This test is intended for use as an aid in the management of patients following surgical or medical treatment for prostate cancer. Persistent elevation of PSA following treatment or an increase in a post-treatment PSA level has been found to be indicative of recurrent or residual disease. A significant deviation from the normal range may require further evaluation by your physician.
Includes:Total PSA, ultrasensitive.
Patient Instructions: PSA sampling should not be performed for at least 6 weeks after prostatic biopsy. For best results no ejaculation for 24 hours before submitting specimen.
Purpose of the test
To meassure the Prostate Specific Antigen (PSA) level in blood in order to screen asymptomatic and symptomatic men for prostate cancer in order to help determine the necessity for a biopsy of the prostate and also in order to monitor the effectiveness of treatment for prostate cancer, or to detect recurrence of prostate cancer.

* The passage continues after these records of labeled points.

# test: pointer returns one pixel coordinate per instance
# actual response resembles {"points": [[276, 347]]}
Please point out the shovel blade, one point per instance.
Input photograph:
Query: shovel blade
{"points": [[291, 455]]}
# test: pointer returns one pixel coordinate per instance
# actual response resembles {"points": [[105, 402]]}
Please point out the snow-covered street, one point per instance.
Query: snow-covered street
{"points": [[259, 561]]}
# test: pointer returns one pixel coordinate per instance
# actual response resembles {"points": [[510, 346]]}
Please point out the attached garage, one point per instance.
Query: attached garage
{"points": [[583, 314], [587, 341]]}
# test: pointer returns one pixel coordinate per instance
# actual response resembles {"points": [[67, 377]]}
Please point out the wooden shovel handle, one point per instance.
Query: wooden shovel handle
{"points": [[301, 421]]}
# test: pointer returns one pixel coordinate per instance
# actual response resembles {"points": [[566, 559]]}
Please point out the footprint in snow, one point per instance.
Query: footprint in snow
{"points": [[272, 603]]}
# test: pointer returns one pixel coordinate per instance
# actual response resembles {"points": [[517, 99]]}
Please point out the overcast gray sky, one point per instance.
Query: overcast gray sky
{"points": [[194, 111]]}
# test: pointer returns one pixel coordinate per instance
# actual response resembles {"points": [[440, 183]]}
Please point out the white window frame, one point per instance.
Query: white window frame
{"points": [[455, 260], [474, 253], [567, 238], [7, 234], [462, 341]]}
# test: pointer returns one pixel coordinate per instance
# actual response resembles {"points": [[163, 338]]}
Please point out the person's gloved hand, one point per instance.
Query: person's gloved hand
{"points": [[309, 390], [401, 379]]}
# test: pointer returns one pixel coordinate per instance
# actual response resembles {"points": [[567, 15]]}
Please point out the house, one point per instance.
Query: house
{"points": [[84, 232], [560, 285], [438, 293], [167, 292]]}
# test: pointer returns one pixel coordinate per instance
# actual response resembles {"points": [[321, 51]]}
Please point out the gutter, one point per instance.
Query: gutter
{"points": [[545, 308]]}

It was developed as a tumor marker to screen for and to monitor prostate cancer. It is a good tool, but not a perfect one. PSA levels are higher in those of African American heritage, and levels tend to increase in all men as they age.
Reference range values
<= 4.0 mcg/L or could be interpreted as <= 4.0 ng/ml
Patients with PSA level greater than 10mcg/L are at an increased risk for prostate cancer.
Levels between 4 and 10 may indicate prostate cancer BPH, or prostatitis. These conditions are more common in the elderly, as is a general increase in PSA levels.